According to the National Institute on Deafness and Other Communication Disorders (NIDCD), 15 percent of Americans (26 million people) between the ages of 20 and 69 are afflicted by hearing loss owing to subjection to loud sounds at work or during leisure activities.

So while aging and genetics can trigger hearing loss in older adults, noise-induced hearing loss is equally, if not more, dangerous.

6. Everyone’s hearing loss is different

No two people have exactly the same hearing loss: we all hear a range of sounds and frequencies in a somewhat distinct way.

That’s why it’s imperative to have your hearing analyzed by a highly trained hearing care professional. Without specialized testing, any hearing aids or amplification devices you buy will most likely not amplify the correct frequencies.

7. On average, people wait 5 to 7 years before pursuing help for their hearing loss

Five to seven years is a long time to have to struggle with your hearing.

Why do people wait that long? There are in fact many reasons, but the main reasons are:

  • Fewer than 16 percent of family physicians screen for hearing loss.
  • Hearing loss is so gradual that it’s hard to perceive.
  • Hearing loss is frequently partial, meaning some sounds can be heard normally, creating the perception of healthy hearing.
  • People believe that hearing aids don’t work, which brings us to the next fact.

8. Only 1 out of 5 people who would benefit from hearing aids wears them

For every five people who could live better with hearing aids, only one will actually wear them. The leading explanation for the discrepancy is the invalid assumption that hearing aids don’t work.

Maybe this was accurate 10 to 15 years ago, but certainly not today.

The evidence for hearing aid efficacy has been thoroughly reported. One example is a study conducted by the Journal of the American Medical Association, which found three prominent hearing aid models to “provide significant benefit in quiet and noisy listening situations.”

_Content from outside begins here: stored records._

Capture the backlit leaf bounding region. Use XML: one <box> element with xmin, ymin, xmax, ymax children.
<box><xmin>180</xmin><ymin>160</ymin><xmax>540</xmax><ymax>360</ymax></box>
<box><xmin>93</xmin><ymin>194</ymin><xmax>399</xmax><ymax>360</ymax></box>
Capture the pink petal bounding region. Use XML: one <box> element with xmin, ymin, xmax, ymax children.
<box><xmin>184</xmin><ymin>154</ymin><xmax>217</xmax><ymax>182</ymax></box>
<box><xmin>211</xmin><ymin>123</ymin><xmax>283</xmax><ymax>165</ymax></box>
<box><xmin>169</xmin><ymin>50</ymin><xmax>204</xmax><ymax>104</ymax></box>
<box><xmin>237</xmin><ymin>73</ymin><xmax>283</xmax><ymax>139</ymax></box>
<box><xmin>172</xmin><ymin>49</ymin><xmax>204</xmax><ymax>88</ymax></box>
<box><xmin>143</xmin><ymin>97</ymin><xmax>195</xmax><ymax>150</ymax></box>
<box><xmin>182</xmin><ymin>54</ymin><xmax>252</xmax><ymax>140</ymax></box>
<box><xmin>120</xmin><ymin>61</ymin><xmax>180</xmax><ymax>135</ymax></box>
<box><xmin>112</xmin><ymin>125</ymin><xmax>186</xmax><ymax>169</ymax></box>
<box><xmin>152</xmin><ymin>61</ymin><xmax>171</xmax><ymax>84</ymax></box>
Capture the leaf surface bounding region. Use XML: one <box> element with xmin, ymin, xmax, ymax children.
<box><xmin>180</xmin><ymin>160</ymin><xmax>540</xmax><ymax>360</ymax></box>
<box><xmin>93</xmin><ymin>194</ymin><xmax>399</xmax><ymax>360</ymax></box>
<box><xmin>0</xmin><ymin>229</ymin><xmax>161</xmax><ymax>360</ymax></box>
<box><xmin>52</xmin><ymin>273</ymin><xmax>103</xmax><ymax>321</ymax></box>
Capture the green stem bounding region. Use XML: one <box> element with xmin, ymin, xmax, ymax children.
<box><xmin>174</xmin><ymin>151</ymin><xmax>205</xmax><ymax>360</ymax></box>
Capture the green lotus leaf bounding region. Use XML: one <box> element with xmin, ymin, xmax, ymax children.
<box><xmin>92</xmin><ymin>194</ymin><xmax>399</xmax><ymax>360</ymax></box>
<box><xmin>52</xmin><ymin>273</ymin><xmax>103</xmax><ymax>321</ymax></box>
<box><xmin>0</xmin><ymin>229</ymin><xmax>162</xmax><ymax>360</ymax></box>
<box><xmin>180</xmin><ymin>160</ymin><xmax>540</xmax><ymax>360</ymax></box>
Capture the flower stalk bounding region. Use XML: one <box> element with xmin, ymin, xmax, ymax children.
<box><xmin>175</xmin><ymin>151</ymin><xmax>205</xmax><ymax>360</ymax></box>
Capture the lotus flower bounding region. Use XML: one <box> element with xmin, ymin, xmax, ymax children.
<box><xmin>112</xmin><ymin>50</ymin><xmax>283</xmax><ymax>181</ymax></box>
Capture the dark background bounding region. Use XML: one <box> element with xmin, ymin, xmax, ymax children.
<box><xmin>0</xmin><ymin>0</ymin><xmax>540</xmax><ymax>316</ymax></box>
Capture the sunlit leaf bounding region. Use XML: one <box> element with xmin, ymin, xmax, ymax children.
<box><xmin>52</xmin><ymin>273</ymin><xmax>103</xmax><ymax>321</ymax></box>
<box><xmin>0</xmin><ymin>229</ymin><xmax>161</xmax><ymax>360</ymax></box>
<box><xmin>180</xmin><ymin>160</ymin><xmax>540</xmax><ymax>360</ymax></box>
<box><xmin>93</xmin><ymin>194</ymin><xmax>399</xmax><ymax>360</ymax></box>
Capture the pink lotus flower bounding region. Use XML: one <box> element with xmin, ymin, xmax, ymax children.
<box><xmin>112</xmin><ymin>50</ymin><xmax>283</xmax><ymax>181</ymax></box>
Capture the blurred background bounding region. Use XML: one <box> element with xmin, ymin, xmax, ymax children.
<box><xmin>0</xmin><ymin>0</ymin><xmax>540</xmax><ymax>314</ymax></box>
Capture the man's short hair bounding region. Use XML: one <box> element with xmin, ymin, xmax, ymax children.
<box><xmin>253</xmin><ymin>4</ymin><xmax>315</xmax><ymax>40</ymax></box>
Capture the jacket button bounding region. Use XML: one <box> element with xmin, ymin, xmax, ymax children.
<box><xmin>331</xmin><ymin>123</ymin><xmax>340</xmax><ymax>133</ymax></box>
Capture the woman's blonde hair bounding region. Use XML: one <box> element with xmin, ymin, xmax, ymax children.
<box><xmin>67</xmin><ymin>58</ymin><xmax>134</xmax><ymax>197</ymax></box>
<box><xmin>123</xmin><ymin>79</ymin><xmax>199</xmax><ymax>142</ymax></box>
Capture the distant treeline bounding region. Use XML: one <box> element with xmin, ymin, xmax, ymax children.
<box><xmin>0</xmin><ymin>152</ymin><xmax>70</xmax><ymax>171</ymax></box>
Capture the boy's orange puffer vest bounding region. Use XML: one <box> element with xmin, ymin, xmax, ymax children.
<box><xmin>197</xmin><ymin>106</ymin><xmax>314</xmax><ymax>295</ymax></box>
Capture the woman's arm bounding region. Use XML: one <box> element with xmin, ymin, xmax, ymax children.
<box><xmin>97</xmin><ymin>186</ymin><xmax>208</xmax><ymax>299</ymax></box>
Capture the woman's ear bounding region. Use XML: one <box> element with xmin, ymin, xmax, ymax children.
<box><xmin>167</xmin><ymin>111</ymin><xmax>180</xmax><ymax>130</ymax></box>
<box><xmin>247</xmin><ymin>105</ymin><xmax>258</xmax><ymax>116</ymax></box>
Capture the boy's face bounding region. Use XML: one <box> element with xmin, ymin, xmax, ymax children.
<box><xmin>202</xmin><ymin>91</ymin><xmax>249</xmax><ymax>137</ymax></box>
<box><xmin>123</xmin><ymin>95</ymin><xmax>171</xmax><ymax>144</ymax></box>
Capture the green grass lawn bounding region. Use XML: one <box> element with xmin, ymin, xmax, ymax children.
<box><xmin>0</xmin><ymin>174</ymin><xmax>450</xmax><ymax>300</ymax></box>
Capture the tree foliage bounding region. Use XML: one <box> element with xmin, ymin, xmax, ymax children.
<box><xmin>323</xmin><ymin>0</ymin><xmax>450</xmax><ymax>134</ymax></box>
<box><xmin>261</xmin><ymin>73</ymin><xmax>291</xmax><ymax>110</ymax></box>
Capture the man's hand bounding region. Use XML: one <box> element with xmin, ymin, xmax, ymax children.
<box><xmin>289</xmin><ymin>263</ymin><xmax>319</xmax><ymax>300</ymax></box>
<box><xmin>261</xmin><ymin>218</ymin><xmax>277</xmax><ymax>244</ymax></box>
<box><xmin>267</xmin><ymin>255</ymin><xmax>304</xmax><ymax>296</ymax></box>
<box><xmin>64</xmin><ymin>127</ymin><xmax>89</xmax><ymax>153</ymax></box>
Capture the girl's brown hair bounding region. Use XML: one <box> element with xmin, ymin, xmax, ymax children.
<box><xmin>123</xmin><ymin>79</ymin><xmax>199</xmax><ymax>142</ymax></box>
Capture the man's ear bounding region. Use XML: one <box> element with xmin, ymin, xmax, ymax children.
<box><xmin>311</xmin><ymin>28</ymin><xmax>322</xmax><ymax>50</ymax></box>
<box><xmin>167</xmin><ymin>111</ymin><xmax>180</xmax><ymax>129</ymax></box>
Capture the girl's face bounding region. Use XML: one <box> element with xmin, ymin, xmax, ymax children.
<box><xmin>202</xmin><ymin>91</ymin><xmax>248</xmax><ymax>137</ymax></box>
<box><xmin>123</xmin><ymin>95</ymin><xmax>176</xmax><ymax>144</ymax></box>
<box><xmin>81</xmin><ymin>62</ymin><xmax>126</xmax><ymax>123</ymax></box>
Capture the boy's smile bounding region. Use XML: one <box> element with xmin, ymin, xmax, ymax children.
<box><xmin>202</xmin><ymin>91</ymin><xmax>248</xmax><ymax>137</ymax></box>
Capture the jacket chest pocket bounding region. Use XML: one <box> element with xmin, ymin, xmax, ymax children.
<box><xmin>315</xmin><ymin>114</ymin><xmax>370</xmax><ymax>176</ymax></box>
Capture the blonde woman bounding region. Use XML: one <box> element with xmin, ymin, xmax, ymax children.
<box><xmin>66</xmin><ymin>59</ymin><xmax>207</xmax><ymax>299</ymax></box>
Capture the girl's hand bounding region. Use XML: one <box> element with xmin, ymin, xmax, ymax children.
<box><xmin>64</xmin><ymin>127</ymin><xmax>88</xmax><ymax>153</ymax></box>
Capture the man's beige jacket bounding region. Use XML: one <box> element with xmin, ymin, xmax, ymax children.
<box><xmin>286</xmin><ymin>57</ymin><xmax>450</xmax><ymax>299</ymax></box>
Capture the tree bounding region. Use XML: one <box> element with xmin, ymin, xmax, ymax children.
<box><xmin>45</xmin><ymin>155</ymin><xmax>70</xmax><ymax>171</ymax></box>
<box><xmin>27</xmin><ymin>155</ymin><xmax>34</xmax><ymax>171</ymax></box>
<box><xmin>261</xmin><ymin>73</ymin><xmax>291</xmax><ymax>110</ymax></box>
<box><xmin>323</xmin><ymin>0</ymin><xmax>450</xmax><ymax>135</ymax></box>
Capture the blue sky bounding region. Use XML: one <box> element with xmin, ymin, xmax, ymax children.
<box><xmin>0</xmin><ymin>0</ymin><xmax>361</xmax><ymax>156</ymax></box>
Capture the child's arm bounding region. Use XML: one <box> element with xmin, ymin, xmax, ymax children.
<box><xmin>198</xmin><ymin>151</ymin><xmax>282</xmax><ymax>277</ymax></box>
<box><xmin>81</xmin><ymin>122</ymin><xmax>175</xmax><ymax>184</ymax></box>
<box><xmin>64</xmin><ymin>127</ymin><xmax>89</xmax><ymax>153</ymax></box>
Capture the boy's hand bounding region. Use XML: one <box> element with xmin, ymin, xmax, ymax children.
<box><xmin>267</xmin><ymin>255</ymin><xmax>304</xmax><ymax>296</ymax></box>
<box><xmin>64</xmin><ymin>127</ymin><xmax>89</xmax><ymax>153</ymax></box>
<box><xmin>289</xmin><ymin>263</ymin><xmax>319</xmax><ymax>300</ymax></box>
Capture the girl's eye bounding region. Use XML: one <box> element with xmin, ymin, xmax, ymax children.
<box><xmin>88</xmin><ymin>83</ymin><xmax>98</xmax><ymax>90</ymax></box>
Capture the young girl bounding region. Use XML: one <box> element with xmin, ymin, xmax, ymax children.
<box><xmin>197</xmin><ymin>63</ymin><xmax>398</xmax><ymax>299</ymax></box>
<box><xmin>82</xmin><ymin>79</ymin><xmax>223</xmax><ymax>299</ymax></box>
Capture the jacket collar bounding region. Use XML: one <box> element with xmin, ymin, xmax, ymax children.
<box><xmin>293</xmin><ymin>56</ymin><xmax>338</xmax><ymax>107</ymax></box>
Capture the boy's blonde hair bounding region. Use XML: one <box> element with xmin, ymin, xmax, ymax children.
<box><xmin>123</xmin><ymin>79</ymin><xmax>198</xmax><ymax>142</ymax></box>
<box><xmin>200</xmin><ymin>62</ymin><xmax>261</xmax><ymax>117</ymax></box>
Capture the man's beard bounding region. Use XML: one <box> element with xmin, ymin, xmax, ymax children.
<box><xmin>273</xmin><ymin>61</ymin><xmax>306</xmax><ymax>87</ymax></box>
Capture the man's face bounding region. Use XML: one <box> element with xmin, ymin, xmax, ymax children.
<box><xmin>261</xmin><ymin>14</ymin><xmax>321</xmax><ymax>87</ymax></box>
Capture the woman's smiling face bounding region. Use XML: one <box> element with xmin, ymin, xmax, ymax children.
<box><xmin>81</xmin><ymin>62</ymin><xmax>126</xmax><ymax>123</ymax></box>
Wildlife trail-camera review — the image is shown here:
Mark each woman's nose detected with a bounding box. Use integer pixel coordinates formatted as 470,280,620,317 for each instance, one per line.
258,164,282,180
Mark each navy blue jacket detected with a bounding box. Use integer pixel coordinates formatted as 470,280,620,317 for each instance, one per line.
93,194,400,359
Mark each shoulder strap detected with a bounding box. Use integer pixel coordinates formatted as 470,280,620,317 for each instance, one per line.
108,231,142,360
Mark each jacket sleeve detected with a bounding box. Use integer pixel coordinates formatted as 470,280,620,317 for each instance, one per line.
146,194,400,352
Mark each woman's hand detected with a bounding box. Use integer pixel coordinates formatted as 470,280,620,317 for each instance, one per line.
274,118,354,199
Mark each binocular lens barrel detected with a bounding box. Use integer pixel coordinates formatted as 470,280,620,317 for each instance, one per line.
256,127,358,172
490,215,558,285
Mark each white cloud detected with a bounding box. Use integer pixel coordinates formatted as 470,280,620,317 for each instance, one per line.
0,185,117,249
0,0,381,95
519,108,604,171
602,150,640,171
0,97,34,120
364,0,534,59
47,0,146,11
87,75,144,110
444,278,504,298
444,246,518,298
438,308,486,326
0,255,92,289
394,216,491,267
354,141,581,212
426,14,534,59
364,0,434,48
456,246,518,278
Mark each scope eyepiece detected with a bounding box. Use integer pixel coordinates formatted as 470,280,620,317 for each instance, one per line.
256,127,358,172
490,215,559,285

Patients have also observed the benefits: The National Center for Biotechnology Information, after assessing years of research, determined that “studies have shown that users are quite satisfied with their hearing aids.”

Similarly, the latest MarkeTrak consumer satisfaction survey discovered that, for patients with hearing aids four years of age or less, 78.6% were pleased with their hearing aid effectiveness.

9. More than 200 medications can trigger hearing loss

Here’s a little-known fact: certain medications can damage the ear, causing hearing loss, ringing in the ear, or balance problems. These medications are considered ototoxic.

In fact, there are more than 200 identified ototoxic medications. For more information on the specific medications, visit the American Speech-Language-Hearing Association.

10. Professional musicians are 57 percent more liable to suffer from tinnitus

In one of the biggest studies ever performed on hearing disorders linked with musicians, researchers discovered that musicians are 57 percent more likely to be affected by tinnitus—prolonged ringing in the ears—as a result of their work.

If you’re a musician, or if you attend live shows, defending your ears is crucial. Ask us about customized musicians earplugs that ensure both safe listening and preserved sound quality.

Which of the 10 facts was most surprising to you?

Tell us in a comment.

The site information is for educational and informational purposes only and does not constitute medical advice. To receive personalized advice or treatment, schedule an appointment.